A majority of analysts polled by Reuters had already predicted that there were no rate cuts in order. For now, the repo rate—the rate at which the central bank lends to commercial banks—remains at 6.25%.

The RBI’s decision to maintain status quo comes at a time when there is an excess of $60 billion in the banking system thanks to the demonetisation exercise of November 2016.

“Even as surplus liquidity in the banking system post-demonetisation was drained by the ramping up of new currency in circulation by Rs1.5 trillion in April and May, massive spending by the government re-injected liquidity into the system, raising the daily average overall surplus liquidity in the banking system to Rs4.2 trillion in April and Rs3.5 trillion in May,” the RBI said in it policy statement on June 07.

A repo rate cut, if passed on to end customers, could translate into a lower cost of borrowing, boosting liquidity further.

But while loans are available, demand remains weak. Because, India’s growth engine has slowed down following the ban on the Rs500 and Rs1,000 currency notes.

The road ahead

Before deciding whether the weakening demand merits a rate cut push, the central bank may want to wait and watch to see if the trend continues. If the economy shows little or no signs of recovery over the next few months, a rate cut may be in order.

While the government has sought a rate cut, bankers seem comfortable with existing rates. Those demanding a rate cut have also been citing the low inflation numbers.

Retail inflation dropped to a multi-year low of 2.99% in April as compared to 5.47% a year ago.
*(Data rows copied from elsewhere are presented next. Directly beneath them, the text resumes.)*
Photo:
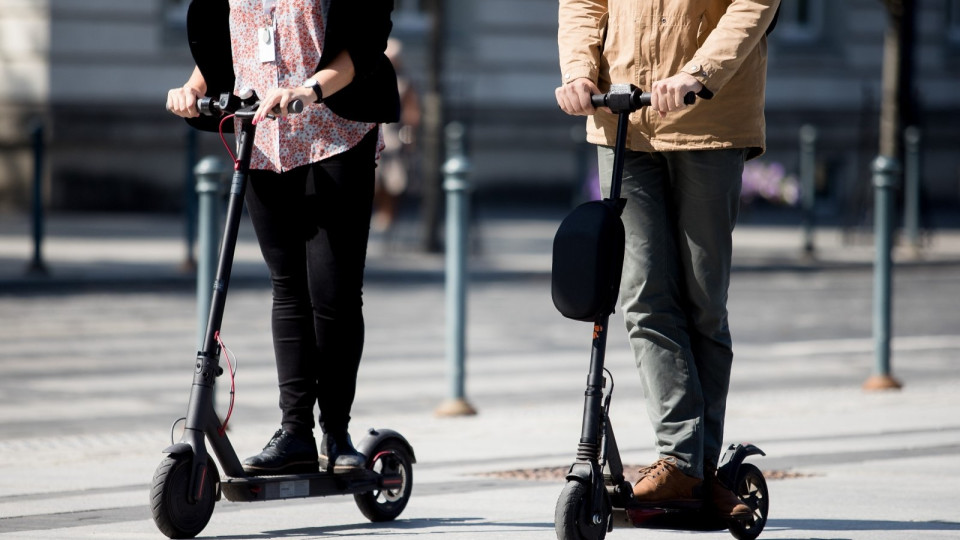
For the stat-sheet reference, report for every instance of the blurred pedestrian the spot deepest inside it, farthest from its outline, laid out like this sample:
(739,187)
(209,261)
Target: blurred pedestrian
(397,158)
(310,194)
(681,181)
However, with the new tax regime under GST kicking in from July 01, the RBI would have probably decided to wait and watch if the fall in prices is sustainable.

Meanwhile, the RBI has cut the statutory liquidity ratio—the percentage of funds banks must maintain in gold and government-backed securities—by 0.50% to 20% of their net demand and time liabilities. This move will free up cash for banks that can be used for deployment.
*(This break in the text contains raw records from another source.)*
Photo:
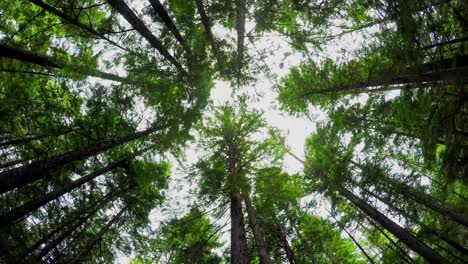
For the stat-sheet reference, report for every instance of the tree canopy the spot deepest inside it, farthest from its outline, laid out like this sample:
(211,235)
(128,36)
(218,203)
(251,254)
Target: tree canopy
(166,131)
The jury is still out on the possibility of a rate cut in coming months. While some economists argue that the chances are bleak in this calendar year, others believe the RBI may change its stance if growth declines and inflation picks up. 

“As the year progresses, underlying inflation pressures, especially input costs, wages and imported inflation, will have to be closely and continuously monitored,” the RBI said.

To cut or not to cut rate—one will have to wait a little longer to know.